Beijing (AsiaNews) - At least 12 Protestants are in jail for participating in an "illegal gathering" to study the Bible. The authorities targeted them because some of them are close to the New Citizens movement, a dissident group demanding respect for China's constitution and transparency with regards to the assets owned by the country's leaders.
The 12 Christians were arrested on 24 January. Two days later, they were charged, but the families of the prisoners still have not received any legal notice as to the reasons for their detention.
On that same day, New Citizens Movement leader Xu Zhiyong went on trial on trumpeted up charges. According to local sources, some members of his group demonstrated in front of the courthouse where he is being tried on charges of "disturbing the public order".
The Protestant community in a question is a house church called 'Holy Love Fellowship' (Sheng You Tuanqi in Chinese). It is led by Xu Yonghai he and his wife. House churches are Christian communities that are not registered with China's Religious Affairs Bureau.
According to a report by China Change, Xu and 17 other people met on 24 January at a house to study the Bible. The police eventually moved in, accusing them of "illegal gathering". In China, all meetings of two or three Christians or more are deemed "illegal".
After letting some of the older participants go, police forcibly took the rest to a station for interrogation. They were charged two days later with "illegal assembly, parade and demonstration."
Contacted two days ago by his attorney, human rights lawyer Liang Xiaojun, Xu Yonghai said that his house church has existed for at least 25 years. Although he was arrested twice before, the authorities never asked him to register his community, nor did they treat it as "illegal".
Days before his arrest, during another seminar in biblical studies, in the same house, a member of the Office for Civil Affairs named Haibing, arrived accusing those present of illegal gathering since the community was not registered.
According to Hu Shigen, a former dissident and member of the group, the authorities want to suppress the community because it includes many petitioners and former dissidents.
For several years, many dissidents, who once railed against unjust structures and called for respect for human rights, discovered the Christian faith as a source of spiritual comfort as well as justification for their fight.
Suspicious, the authorities tightly monitor Christian groups, including state-sanctioned communities. The combination of religion and political dissent is seen as potential threat, especially when important community leaders convert to Christianity.
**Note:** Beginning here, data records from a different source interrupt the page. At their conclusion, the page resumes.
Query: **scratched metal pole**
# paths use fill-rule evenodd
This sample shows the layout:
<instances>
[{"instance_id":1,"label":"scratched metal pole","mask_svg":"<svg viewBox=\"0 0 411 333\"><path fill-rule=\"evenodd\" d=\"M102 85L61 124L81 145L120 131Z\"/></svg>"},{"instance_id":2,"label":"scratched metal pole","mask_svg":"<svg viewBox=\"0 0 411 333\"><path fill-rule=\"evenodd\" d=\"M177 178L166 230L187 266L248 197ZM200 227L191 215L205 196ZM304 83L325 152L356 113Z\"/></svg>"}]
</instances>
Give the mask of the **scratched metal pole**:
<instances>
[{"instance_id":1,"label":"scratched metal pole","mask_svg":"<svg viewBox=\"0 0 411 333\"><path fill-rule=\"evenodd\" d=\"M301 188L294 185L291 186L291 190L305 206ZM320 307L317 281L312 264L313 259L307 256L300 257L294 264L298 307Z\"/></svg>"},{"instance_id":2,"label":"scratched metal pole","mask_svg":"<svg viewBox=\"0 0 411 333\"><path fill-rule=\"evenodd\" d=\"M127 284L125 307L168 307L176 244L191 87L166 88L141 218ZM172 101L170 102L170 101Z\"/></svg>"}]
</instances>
Xu Yonghai is one example. After graduating from Beijing Medical College in 1984, Xu worked in several Beijing hospitals. In 1989, he became a Christian.
In 1995, he was sentenced to two years of re-education through labour for signing an appeal for democracy and the rule of law to mark the 6th anniversary of the Tiananmen movement.
In 2003, he was given two years in prison for helping a persecuted house church in Anshan (Liaoning).
Since his release in 2006, he has been under house arrest and surveillance and has never been able to resume his medical profession.